I will be using codes from the excercise class (https://www2.karlin.mff.cuni.cz/~maciak/NMST539/Lab12_2022.html).

library(SMSdata)
data(carc)

Looking back at task 1, I will try to estimate random variable (country of origin of the car) based on (weight), (price), (headroom) and (rear seat clearance).

lda1 <- lda(C ~ W + P + H + R, data = carc)
pred <- predict(lda1)
ldahist(data = pred$x[,1], g=carc$C)

We can see some overlap between all categories.

partimat(C ~ W + P + H + R, data = carc, method = "lda")

Lets try merging Europe and Japan as we did in the first task.

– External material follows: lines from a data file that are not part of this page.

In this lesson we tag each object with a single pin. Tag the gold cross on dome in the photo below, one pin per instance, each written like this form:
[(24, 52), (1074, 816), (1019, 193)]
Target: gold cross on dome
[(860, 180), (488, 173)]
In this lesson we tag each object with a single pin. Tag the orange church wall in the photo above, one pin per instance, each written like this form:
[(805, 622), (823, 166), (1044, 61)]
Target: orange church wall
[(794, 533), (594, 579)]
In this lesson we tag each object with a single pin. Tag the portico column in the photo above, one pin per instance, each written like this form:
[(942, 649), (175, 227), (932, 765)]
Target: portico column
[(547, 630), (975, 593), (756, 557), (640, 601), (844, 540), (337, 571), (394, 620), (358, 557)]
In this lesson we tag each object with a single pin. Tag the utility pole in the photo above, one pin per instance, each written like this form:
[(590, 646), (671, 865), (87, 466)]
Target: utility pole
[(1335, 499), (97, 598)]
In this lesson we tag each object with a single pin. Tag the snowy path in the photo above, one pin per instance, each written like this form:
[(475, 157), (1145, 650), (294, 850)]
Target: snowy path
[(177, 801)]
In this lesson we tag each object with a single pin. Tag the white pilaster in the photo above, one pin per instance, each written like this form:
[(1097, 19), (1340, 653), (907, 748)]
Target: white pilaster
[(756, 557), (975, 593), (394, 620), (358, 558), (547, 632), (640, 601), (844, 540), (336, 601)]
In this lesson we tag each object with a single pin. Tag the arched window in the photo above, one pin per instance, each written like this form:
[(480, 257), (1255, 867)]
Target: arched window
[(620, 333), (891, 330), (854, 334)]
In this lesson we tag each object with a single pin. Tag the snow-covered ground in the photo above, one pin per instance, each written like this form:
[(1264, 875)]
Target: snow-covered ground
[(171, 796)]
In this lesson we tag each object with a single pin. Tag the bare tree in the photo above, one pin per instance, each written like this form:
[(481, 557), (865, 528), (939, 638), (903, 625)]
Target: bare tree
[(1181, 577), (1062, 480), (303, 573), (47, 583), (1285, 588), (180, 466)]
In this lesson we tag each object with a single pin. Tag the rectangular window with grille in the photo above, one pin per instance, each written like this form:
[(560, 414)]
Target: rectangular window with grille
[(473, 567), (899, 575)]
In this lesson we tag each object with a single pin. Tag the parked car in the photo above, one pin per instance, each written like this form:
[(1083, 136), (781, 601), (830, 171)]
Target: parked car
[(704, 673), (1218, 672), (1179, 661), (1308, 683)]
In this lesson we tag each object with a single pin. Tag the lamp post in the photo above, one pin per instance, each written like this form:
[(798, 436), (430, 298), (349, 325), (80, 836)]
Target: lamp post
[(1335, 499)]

carc <- transform(carc, C2 = Relevel(C, list("EJ" = c(2, 3),
                                             "US" = 1)))
lda1 <- lda(C2 ~ W + P + H + R, data = carc)
pred <- predict(lda1)
ldahist(data = pred$x[,1], g=carc$C2)

partimat(C2 ~ W + P + H + R, data = carc, method = "lda")

There is some improvement. Question is, whether the cost of this improvement (not distinguishing between EU and JP) isn’t too high.

library("party")
plot(ctree(C ~ P + W,data=carc))

plot(ctree(C2 ~ P + W,data=carc))

Here I think it makes sanse not to distinguish between EU and JP.